The teacher next door prefers the boys like the one who threw his desk because of the rainbow colors. She absolutely loves the challenge of figuring out what structure will help them thrive. As they get more med stable during their stay at the hospital, she is able to streamline their educational experience so that they begin to experience true success in school, sometimes for the first time in a long time. The teachers say they help each other out sometimes with ideas for how to work with these very different kids. They also say they point out to each other when they might need to tag out and let someone else take a turn. Ms. Sue said she has never had to tag out, but probably should have once or twice. When pushed, she shrugs, but does not reveal more.

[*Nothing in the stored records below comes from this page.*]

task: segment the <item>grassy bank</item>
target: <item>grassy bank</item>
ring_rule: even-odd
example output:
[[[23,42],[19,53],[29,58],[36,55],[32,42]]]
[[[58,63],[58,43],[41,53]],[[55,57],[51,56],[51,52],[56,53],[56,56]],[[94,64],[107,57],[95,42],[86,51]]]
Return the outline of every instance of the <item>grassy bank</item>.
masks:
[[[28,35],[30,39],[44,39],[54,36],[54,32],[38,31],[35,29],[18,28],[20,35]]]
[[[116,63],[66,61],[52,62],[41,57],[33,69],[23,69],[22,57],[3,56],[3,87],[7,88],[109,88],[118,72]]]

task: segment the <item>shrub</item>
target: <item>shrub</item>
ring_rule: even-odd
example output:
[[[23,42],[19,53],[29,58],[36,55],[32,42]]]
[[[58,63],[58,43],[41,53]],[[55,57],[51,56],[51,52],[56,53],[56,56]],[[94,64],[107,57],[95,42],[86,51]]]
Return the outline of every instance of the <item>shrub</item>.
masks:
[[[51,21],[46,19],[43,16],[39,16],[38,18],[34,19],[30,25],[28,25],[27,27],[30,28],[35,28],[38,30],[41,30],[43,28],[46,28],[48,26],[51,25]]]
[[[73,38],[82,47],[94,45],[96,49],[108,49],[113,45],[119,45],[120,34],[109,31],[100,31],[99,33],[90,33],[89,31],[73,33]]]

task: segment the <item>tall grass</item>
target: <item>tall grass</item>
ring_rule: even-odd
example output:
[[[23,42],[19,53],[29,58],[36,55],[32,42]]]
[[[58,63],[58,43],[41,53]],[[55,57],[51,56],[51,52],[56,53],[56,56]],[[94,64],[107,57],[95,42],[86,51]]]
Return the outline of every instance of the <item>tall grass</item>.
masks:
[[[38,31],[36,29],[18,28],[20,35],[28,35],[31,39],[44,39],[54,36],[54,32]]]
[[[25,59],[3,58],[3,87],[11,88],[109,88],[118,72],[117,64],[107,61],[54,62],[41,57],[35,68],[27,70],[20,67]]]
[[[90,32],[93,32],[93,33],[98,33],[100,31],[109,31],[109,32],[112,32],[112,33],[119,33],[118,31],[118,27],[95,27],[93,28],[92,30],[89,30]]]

By the end of the day, I am exhausted. I don’t know how Ms. Sue is still on her feet. She seems to have the same smile, same energy, same cheerful tone in her voice for the last group as she did with the first. Luckily, the last group seems to be a really easy class. They are quiet, doing their work, and seem capable. They are older – juniors and seniors, one getting close to graduation. Ms. Sue whispers that they are not as sweet as they seem and are the type of kids that would plot to run away, get you to let down your guard, steal your keys, steal your car, wreck your car, get caught by the police, then throw you under the bus as the person who helped them escape. But they look so innocent.
When the day is over, Ms. Sue packs up a big stack of papers to grade at home. There is not enough time during the day to finish her grading. I am worried that my time with her might have caused this, but she laughs and assures me that she does her best grading in front of Hulu every night. She likes to take her time while grading and write personal notes and examples of things kids are doing well on each paper.
While cleaning up I decide to ask her specifically about COVID. She claims she is not afraid. She could die of an aneurysm right this second. She could die in a car wreck on the way home. Some of her students have died by suicide after leaving the treatment center. Death is a part of life. As our conversation about life and death and coping with 2020 continues I find myself sharing in her perspective. We’re doing our best to mask, social distance, clean, etc. What good is fear? Then I realize that she is using that same calm face, stillness, and quiet voice trick I witnessed with the rainbow boy. She’s good. She’s very good.
She’s been doing this for over 20 years and has no intention of stopping anytime soon. When asked why she does it, she says it is a job she fell into. There was an opening, it was close to home, and they provided a paycheck. She did not have special training beyond her teaching degree. Her training occurred on the job. They paid for her to get her special education and several other certifications, and she continues learning new areas of psychological training as she goes. She thinks anyone with patience could do this job. I beg to differ. When I point out that she is doing something amazing, she shrugs and says she would quit in a heartbeat if she won the lotto. I think she means it. She looks exhausted and walks slowly to her car.